霍去病对周遭的目光与议论,恍若未闻。
他垂眸而立,手持玉圭,指尖轻抵冰凉圭面,指腹着圭身隐现的细纹,身姿端正如松,如一株扎根于南郊冻土的苍柏。
那玉圭触手温润,却又带着玉石特有的寒凉,圭身的云纹细腻入微,每一道纹路都打磨得极为光滑,
那是尚衣局匠人耗费多日精心雕琢而成,是汉武帝亲赐的祭天专属之物,彰显着无上的荣宠。
不远处,两名礼官正轻手轻脚地摆放祭品,目光偶尔扫过霍去病,低声交谈着,语气中满是敬畏。
“你瞧冠军侯,静立不动,神色淡然,连周遭的议论都恍若未闻,这份心性,真是常人难及。”
一名礼官低声说道,手中的动作丝毫不敢停歇,生怕惊扰了这位少年侯。
另一名礼官轻轻点头,目光落在霍去病手中的玉圭上,语气中带着几分艳羡:
“那玉圭乃是上等和田白玉,陛下亲赐,唯有冠军侯这般功绩,才配得上这般宝物。他这般沉稳,难怪陛下对他如此倚重。”

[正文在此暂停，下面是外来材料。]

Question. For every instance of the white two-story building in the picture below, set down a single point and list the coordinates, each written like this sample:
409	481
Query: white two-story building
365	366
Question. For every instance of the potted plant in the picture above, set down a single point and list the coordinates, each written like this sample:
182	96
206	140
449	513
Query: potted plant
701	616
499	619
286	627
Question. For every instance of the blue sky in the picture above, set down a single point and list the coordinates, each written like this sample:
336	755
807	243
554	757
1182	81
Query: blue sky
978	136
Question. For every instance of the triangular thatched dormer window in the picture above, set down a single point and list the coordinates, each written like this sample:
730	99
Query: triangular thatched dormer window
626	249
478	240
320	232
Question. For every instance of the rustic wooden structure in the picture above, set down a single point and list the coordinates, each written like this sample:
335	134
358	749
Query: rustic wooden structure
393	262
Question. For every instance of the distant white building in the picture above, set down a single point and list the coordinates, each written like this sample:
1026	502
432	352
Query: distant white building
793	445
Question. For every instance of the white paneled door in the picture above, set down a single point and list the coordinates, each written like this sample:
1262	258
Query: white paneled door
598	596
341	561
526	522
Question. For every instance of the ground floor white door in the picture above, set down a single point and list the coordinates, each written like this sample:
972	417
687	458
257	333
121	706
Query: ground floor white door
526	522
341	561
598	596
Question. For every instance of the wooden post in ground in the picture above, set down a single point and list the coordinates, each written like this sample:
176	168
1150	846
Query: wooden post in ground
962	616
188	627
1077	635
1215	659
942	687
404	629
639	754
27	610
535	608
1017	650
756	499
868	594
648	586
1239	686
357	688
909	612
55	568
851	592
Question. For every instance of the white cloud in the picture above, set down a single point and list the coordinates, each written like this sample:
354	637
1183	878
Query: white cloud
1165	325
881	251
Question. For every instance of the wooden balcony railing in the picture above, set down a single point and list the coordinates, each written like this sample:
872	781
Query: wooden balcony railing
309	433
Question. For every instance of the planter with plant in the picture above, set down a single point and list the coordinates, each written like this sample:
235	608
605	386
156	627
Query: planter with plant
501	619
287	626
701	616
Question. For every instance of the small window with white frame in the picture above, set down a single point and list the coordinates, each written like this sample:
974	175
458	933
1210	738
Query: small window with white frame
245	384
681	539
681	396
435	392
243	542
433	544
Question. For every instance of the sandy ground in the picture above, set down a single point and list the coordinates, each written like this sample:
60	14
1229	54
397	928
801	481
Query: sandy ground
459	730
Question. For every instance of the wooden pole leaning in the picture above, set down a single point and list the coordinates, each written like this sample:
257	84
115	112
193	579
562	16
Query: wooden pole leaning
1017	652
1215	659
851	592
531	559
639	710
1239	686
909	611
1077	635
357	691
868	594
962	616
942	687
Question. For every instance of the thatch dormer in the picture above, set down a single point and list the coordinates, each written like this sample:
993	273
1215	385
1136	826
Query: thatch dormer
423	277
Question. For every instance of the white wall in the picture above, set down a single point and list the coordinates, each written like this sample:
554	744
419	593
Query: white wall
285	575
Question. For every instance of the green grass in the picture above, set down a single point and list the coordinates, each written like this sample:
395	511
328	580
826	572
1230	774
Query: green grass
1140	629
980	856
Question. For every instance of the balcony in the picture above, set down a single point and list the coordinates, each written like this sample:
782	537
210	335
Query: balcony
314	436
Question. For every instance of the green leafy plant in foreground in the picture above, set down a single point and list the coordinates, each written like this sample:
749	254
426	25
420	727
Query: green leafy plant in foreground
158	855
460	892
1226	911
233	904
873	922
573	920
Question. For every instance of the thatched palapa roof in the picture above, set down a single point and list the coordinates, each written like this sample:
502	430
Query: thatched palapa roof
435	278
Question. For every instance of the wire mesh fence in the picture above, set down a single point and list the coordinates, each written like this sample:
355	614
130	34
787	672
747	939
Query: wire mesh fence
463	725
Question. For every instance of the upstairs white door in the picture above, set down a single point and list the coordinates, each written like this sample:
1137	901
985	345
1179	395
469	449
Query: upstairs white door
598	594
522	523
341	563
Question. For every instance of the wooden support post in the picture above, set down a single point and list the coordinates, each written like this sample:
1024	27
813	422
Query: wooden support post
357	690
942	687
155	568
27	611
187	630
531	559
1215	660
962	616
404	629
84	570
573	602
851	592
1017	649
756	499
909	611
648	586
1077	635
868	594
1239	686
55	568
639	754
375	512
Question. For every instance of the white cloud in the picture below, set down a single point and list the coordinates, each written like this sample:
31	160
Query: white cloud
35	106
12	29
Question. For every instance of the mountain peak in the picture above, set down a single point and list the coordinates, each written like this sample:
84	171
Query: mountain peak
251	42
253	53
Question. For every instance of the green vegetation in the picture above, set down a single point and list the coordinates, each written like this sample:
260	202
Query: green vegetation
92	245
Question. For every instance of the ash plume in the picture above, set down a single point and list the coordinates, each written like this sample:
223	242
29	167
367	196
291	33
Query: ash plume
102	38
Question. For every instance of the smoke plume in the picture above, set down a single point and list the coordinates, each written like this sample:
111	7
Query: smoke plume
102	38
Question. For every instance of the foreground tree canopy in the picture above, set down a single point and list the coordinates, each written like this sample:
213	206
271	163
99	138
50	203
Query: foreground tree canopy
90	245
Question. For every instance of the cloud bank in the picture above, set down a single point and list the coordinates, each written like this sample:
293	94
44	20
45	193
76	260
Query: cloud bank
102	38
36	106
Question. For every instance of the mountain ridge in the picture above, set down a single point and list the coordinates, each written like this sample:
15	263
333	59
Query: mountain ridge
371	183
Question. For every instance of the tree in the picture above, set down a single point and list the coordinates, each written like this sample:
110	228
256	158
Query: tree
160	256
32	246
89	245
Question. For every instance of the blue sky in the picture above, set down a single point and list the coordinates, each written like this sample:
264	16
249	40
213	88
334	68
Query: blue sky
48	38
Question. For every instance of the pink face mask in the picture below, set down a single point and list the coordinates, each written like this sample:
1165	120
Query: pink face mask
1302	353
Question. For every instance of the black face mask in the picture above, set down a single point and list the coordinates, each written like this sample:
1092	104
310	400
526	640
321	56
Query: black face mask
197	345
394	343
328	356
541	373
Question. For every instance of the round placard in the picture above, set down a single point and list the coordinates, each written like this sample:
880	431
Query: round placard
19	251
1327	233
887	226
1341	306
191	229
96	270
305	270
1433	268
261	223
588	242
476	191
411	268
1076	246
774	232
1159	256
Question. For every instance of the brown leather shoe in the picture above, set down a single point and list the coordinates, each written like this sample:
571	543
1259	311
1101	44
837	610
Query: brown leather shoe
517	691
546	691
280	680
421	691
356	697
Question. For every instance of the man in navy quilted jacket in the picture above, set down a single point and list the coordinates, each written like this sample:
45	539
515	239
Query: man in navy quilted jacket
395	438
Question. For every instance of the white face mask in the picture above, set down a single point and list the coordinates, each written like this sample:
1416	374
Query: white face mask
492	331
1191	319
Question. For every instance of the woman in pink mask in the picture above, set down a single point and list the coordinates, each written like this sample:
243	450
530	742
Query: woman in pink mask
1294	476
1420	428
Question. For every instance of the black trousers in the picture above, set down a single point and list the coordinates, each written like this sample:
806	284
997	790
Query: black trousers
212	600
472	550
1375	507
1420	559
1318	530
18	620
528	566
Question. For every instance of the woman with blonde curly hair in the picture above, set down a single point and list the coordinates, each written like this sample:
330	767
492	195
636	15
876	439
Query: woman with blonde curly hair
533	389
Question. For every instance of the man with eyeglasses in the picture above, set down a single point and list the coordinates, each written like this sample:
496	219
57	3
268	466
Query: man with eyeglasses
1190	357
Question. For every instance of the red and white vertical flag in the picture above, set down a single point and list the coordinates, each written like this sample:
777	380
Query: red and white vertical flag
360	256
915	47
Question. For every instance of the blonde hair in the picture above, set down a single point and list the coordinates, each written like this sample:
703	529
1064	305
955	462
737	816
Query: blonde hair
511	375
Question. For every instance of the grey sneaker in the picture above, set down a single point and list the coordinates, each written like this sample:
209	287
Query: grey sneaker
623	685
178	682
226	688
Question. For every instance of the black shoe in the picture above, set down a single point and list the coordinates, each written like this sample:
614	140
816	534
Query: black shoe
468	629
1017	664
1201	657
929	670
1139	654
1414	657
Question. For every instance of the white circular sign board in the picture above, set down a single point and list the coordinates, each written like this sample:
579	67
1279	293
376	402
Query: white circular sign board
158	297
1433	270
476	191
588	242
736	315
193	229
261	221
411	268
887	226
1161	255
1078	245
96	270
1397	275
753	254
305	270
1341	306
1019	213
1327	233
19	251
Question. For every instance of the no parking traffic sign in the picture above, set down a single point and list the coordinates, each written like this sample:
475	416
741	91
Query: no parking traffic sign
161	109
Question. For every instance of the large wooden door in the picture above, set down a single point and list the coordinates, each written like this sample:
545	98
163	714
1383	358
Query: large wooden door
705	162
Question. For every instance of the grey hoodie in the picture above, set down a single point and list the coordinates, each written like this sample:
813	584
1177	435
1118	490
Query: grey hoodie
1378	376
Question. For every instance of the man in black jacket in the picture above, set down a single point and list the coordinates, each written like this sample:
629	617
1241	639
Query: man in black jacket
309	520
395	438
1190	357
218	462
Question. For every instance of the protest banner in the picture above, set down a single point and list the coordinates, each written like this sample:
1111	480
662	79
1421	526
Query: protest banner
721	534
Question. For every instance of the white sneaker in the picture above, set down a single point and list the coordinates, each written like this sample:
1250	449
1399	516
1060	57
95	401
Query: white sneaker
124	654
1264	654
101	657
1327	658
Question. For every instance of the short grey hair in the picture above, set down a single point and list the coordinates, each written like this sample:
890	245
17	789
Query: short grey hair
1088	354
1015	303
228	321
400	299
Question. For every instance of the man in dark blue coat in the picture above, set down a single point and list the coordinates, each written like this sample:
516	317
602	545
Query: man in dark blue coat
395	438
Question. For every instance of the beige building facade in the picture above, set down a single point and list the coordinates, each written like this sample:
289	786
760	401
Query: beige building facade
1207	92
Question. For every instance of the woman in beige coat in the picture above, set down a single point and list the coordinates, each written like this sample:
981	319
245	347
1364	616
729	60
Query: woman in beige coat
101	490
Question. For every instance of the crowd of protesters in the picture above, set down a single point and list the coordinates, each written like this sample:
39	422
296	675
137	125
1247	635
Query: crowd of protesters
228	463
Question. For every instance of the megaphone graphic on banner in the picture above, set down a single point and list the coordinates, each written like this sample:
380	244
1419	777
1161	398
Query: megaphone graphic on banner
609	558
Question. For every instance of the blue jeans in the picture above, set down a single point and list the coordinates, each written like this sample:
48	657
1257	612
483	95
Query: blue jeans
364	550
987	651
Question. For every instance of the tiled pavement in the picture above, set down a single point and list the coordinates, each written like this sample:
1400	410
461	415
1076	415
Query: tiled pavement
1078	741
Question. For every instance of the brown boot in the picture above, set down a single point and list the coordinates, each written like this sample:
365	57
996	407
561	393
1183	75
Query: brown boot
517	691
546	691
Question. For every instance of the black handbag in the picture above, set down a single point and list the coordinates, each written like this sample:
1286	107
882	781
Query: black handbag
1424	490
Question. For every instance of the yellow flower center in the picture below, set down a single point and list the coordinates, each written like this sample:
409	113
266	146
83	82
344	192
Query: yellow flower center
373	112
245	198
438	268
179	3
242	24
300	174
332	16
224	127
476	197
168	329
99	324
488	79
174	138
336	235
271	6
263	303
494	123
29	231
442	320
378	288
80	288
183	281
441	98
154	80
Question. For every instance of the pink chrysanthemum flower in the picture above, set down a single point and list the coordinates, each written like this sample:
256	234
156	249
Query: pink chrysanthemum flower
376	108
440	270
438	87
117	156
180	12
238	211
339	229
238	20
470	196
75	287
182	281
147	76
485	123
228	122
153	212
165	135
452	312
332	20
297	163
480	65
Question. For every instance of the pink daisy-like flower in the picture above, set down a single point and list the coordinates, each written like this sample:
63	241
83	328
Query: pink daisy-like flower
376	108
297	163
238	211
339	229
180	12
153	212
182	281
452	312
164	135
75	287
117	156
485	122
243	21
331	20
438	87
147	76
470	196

他的目光平静地望着圜丘之上的神位,神色淡然,不骄不躁,不卑不亢,
仿佛周遭一切喧嚣、一切议论、一切好奇与探究,都与他毫无干系,被一层无形的屏障隔绝在外。
圜丘之上,赤黄锦缎覆盖的神位庄严肃穆,案上的太牢三牲摆放整齐,苍璧、黄琮等祭品一应俱全,香烟袅袅升起,首上云霄,为这场大典更添了几分圣洁与肃穆。
队列之中,几名武将依旧在低声议论,目光时不时瞟向霍去病,语气中满是崇敬。
“冠军侯真是沉得住气,面对这么多目光与议论,竟能做到不为所动,这份沉稳,便是许多老将都不及。”
一名年轻武将低声叹道,眼神中满是敬佩。
身旁的老将轻轻点头,语气凝重:“这才是真正的统帅气度,泰山崩于前而色不变,这般心性,才能担当大任,率领我大汉铁骑横扫漠北。”
晨霜落在他的远游冠上,凝作细碎的白霜,他却浑然不觉。
那远游冠上的九颗玉珠,在熹微晨光的映照下,泛着温润的光泽,与冠上的白霜相互映衬,更显他周身的清冷与沉稳。
一名年轻的斋郎端着礼器,轻步从他身旁走过,目光下意识地落在他的远游冠上,眼中满是好奇,却不敢多做停留,连忙低下头,快步走向祭坛,生怕惊扰了这位少年侯。
寒风卷着祭坛的香烟掠过衣袂,玄色纁裳的下摆微微晃动,依旧难掩他周身如渊渟岳峙的沉稳。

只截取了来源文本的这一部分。